What’s In Kinect for Windows SDK 1.5?

Microsoft has just published the next release of the Kinect SDK: http://www.microsoft.com/en-us/kinectforwindows/develop/developer-downloads.aspx Be sure to install both the SDK and the Toolkit.

This release is backwards compatible with the 1.0 release of the SDK. This is important, because it means that you will not have to recompile applications you have already written with the Kinect SDK 1.0. They will continue to work as is. Even better, you can install 1.5 right over 1.0 – the install we take care of everything and you don’t have to go through the messy process of tracking down and removing all the components of the previous install.

I do recommend upgrading your applications to 1.5 if you are able, however. There are improvements to tracking as well as the depth and color data.

Additionally, several things developers asked for following the initial release have been added. Near-mode, which allows the sensor to work as close as 40cm, now also supports skeleton tracking (previously it did not).

Partial Skeleton Tracking is now also supported. While full body tracking made sense for XBox games, it made less sense when people were sitting in front of their computer or even simply in a crowded room. With the 1.5 SDK, applications can be configured to ignore everything below the waist and just track the top ten skeleton joints. This is also known as seated skeleton tracking.

Kinect Studio has been added to the toolkit. If you have been working with the Kinect on a regular basis, you have probably developed several workplace traumas never dreamed of by OSHA as you tested your applications by gesticulating wildly in the middle of your co-workers. Kinect Studio allows you to record color, depth and skeleton data from an application and save it off. Later, after making necessary tweaks to your app, you can simply play it back. Best of all, the channel between your app and Kinect Studio is transparent. You do not have to implement any special code in your application to get record and play-back to work. They just do! Currently Kinect Studio does not record voice – but we’ll see what happens in the future.

Besides partial skeleton tracking, skeleton tracking now also provides rotation information. A big complaint with the initial SDK release was that there was no way to find out if a player/user is turning his head. Now you can – along with lots of other tossing and turning: think Kinect Twister.

Those are things developers asked for. In the SDK 1.5 release, however, we also get several things no one was expecting. The Face Tracking Library (part of the toolkit) allows devs to track 87 distinct points on the face. Additional data is provided indication the location of the eyes, the vertices of a square around a player’s face (I used to jump through hoops with OpenCV to do this), as well as face gesture scalars that tell you things like whether the lower lip is curved upwards or downwards (and consequently whether a player is smiling or frowning). Unlike libraries such as OpenCV (in case you were wondering), the face tracking library is using rgb as well as depth and skeleton data to perform its analysis.

The other cool thing we get this go-around is a sample application called Avateering that demonstrates how to use the Kinect SDK 1.5 to animate a 3D Model generated by tools like Maya or Blender.
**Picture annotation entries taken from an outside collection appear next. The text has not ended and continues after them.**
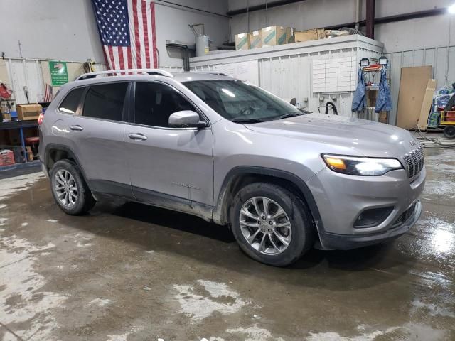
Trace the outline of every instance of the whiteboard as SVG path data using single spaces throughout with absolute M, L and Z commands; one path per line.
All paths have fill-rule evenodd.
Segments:
M 259 62 L 257 60 L 219 64 L 213 65 L 212 70 L 225 73 L 228 76 L 259 86 Z
M 313 60 L 313 92 L 355 91 L 357 61 L 355 57 Z

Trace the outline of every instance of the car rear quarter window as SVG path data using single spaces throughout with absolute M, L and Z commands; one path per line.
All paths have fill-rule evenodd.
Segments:
M 127 88 L 127 82 L 91 86 L 85 95 L 82 116 L 122 121 L 123 104 Z
M 60 103 L 58 110 L 66 114 L 75 114 L 85 90 L 85 87 L 79 87 L 71 90 Z

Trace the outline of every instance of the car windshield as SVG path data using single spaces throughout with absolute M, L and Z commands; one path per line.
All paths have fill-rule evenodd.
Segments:
M 195 80 L 183 84 L 224 118 L 257 123 L 304 113 L 259 87 L 241 80 Z

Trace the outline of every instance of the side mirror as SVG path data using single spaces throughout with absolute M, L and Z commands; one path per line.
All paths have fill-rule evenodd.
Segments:
M 172 128 L 204 128 L 207 124 L 201 121 L 199 114 L 192 110 L 182 110 L 169 116 L 169 126 Z

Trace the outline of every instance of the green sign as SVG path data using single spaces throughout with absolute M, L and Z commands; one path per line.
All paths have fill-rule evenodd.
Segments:
M 68 82 L 68 70 L 65 62 L 49 62 L 52 85 L 59 87 Z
The obvious way to use this, though, would be in common motion capture scenarios. Jasper Brekelmans has taken this pretty far already with OpenNI and there have been several cool samples published on the web using the K4W SDK (you’ll notice that everyone reuses the same model and basic XNA code). The 1.5 Toolkit sample takes this even further by, first, having smoother tracking and, second, by adding joint rotation to the mocap animation. The code is complex and depends a lot on the way the model is generated. It’s a great starting point, though, and is just crying out for someone to modify it in order to re-implement the Shape Game from v1.0 of the SDK.

The Kinect4Windows team has shown that it can be fast and furious as it continues to build on the momentum of the initial release.

There are some things I am still waiting for the community (rather than K4W) to build, however. One is a common way to work with point clouds. KinectFusion has already demonstrated the amazing things that can be done with point clouds and the Kinect. It’s the sort of technical biz-wang that all our tomorrows will be constructed from. Currently PCL has done some integration with certain versions of OpenNI (the versioning issues just kill me). Here’s hoping PC will do something with the SDK soon.

The second major stumbling block is a good gesture library – ideally one built on computer learning. GesturePak is a good start though I have my doubts about using a pose approach to gesture recognition as a general purpose solution. It’s still worth checking out while we wait for a better solution, however.

In my ideal world, a common gesture idiom for the Kinect and other devices would be the responsibility of some of our best UX designers in the agency world. Maybe we could even call them a consortium! Once the gestures are hammered out, they would be passed on to engineers who would use computer learning to create decision trees for recognizing these gestures much as the original skeleton tracking for Kinect was done. Then we would put devices out in the world and they would stream data to people’s Google glasses and … but I’m getting ahead of myself. Maybe all that will be ready when the Kinect 2.5 SDK is released. In the meantime, I still have lots to chew on with this release.